Est-ce que la crise sanitaire et la coordination des professionnels ont permis de lever certaines barrières entre libéraux et salariés ?
« Avec la crise sanitaire, nous avons vraiment pu avoir une coordination entre professionnels libéraux et centres de santé, notamment dans les centres Covid. Là où je travaille en tout cas, nous avons pu travailler ensemble, ce qui n’était jamais arrivé auparavant. Et dans ce cadre particulier, cela a montré également que les libéraux aspiraient aussi à avoir une rémunération forfaitaire qui garantisse un revenu fixe. Les centres Covid qui se sont créés ont nécessité ce type de fonctionnement. Le salariat, les forfaits, sont des réponses adaptées à ce genre de thématiques de santé publique urgentes, aux actions populationnelles ».
Vous n'avez pas été conviés aux négociations du Ségur, est-ce une déception ?
« Nous avons été invités à la séance d’ouverture seulement. C’était assez abrupt et peu délicat de la part du ministère. La Fédération des centres de santé a pu participer à certains des groupes de travail mais de manière très peu visible. Même si nous avons cru comprendre qu’il s’agissait davantage d’un Ségur de l’hôpital, officiellement ça ne l’était pas. La sélection des organisations présentes était assez peu compréhensible et décevante.
Il y avait une urgence en termes de revalorisation pour l’hôpital public, nous ne le contestons pas et avons toujours soutenu les manifestations des hospitaliers. Mais nous sommes dans l’attente de ce que pourrait être le pendant ambulatoire du Ségur. La ville est totalement oubliée. L’USMCS plaide pour une meilleure considération du statut de médecin en centres de santé car pour l’instant il n’existe pas réellement. Il pourrait être une passerelle ville-hôpital. Nous réclamons depuis longtemps d’avoir un statut proche de celui de praticien hospitalier et d’avoir ainsi cette facilité à passer de la ville à l’hôpital sans changer de grille salariale. Nous souhaiterions aussi que la fonction de médecin de centre de santé intègre un volet populationnel. Que nous ayons dans notre fonction une forme de rémunération du temps de santé publique, de prévention auprès de la population et pas uniquement des rémunérations sur objectif de santé publique ».

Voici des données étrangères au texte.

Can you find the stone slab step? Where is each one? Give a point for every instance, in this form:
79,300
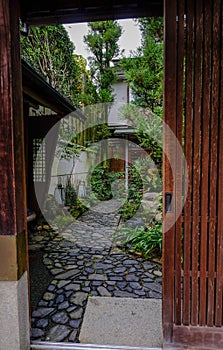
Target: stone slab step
72,346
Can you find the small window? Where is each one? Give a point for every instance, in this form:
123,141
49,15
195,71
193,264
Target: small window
39,160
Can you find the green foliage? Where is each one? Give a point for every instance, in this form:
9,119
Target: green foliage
144,70
61,221
101,181
49,50
102,41
143,241
77,209
149,129
70,195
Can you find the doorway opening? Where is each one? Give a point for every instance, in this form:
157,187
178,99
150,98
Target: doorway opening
96,272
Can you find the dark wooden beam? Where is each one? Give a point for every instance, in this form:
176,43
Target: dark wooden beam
12,170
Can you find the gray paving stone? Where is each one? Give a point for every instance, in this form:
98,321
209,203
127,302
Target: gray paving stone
153,286
135,285
63,283
97,277
60,299
63,305
75,323
69,274
37,333
42,323
81,260
58,333
123,294
73,336
78,298
42,312
131,277
73,286
60,317
48,296
56,271
103,291
76,314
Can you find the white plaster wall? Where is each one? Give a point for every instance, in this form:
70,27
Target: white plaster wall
14,315
120,90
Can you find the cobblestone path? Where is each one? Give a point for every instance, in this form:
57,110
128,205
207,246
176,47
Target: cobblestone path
84,263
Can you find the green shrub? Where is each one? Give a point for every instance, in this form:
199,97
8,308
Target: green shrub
142,240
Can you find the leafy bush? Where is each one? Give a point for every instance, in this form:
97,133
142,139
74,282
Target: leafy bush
144,241
101,181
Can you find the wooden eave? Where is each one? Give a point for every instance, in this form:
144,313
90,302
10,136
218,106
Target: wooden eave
73,11
37,91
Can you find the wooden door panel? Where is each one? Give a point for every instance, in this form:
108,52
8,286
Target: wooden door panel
192,247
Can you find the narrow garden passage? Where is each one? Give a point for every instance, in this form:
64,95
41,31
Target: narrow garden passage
84,261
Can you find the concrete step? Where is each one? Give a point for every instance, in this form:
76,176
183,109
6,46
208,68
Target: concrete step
72,346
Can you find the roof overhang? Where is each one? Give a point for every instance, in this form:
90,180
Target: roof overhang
38,92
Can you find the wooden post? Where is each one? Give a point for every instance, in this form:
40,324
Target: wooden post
13,267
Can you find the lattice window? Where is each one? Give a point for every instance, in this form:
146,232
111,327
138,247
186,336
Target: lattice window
39,160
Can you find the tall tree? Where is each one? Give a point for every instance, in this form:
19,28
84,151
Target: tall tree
144,69
50,51
102,42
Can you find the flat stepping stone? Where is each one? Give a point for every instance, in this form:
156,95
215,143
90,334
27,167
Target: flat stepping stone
122,321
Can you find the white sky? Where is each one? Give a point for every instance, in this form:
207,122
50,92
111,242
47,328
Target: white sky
129,40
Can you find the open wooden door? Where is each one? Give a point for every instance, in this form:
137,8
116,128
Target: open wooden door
193,245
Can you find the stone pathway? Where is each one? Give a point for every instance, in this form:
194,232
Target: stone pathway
82,264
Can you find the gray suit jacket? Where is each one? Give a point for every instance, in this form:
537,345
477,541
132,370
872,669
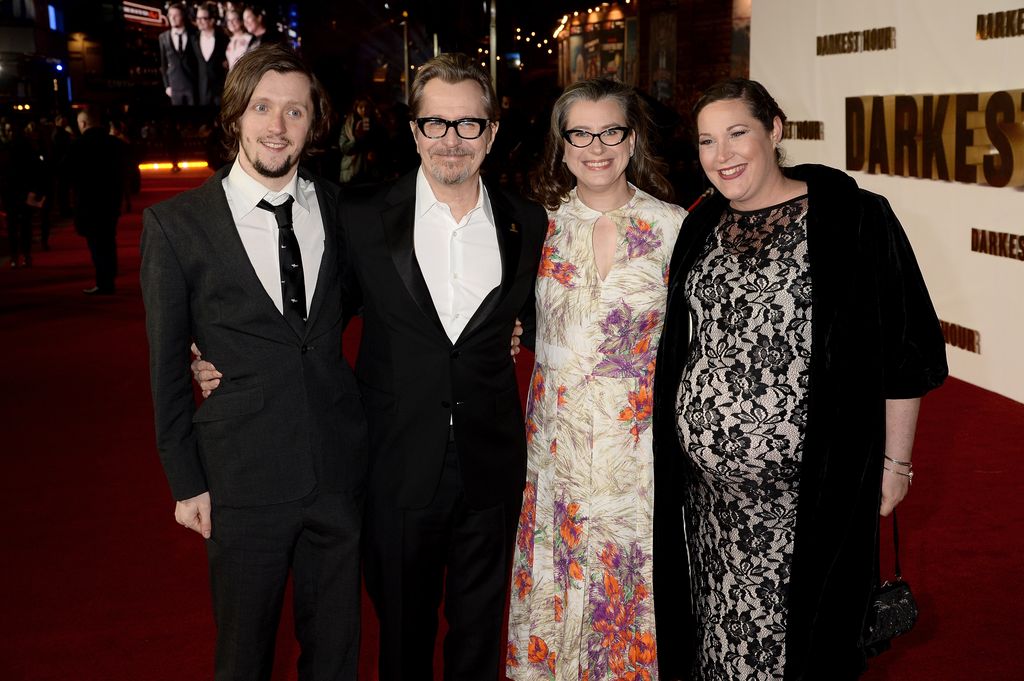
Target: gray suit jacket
288,417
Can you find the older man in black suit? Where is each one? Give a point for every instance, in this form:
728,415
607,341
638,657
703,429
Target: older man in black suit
270,469
445,263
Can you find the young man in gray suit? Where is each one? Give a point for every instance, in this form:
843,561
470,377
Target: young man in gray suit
270,469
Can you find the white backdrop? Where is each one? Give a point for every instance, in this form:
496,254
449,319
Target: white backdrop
936,52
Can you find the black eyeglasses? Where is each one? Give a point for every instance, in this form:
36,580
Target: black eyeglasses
467,128
609,137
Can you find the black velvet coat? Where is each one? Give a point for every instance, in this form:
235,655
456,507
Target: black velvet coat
875,337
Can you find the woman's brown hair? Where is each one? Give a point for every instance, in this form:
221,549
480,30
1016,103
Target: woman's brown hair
552,181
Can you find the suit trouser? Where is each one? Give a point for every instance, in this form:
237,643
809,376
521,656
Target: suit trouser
101,238
18,228
251,551
414,555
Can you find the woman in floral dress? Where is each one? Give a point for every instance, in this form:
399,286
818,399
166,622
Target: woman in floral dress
582,602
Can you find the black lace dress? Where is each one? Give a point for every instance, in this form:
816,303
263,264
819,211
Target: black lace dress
741,413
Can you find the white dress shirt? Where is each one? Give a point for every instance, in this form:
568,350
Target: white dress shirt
460,260
258,228
207,42
181,35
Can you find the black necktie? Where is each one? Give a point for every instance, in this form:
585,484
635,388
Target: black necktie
293,287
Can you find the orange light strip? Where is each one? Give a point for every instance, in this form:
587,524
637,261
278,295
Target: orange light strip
184,165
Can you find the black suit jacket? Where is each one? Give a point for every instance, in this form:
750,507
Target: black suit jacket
97,164
179,71
212,72
288,416
414,379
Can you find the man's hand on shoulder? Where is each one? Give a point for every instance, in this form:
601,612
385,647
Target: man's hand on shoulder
195,514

Les pouvoirs publics souhaitent encourager l'exercice coordonné, les sentez-vous concernés par l'avenir des centres de santé ?
« Nous avons un peu le sentiment d’un retour en arrière depuis l’arrivée de M. Véran, alors que Mmes Buzyn et Touraine avaient une certaine considération pour les centres de santé. Notre absence au Ségur et les discours adressés uniquement au monde libéral sont des signaux forts. Il y a un vrai frein au niveau de la politique gouvernementale à déployer des centres de santé et heureusement, certaines collectivités locales ont pris les choses en main. Nous appelons à une reprise du dialogue car il y a une vraie crise de l’installation. Même les jeunes médecins qui souhaitent s’installer comme salariés ne le peuvent pas parce qu’ils ne trouvent pas de structures. ».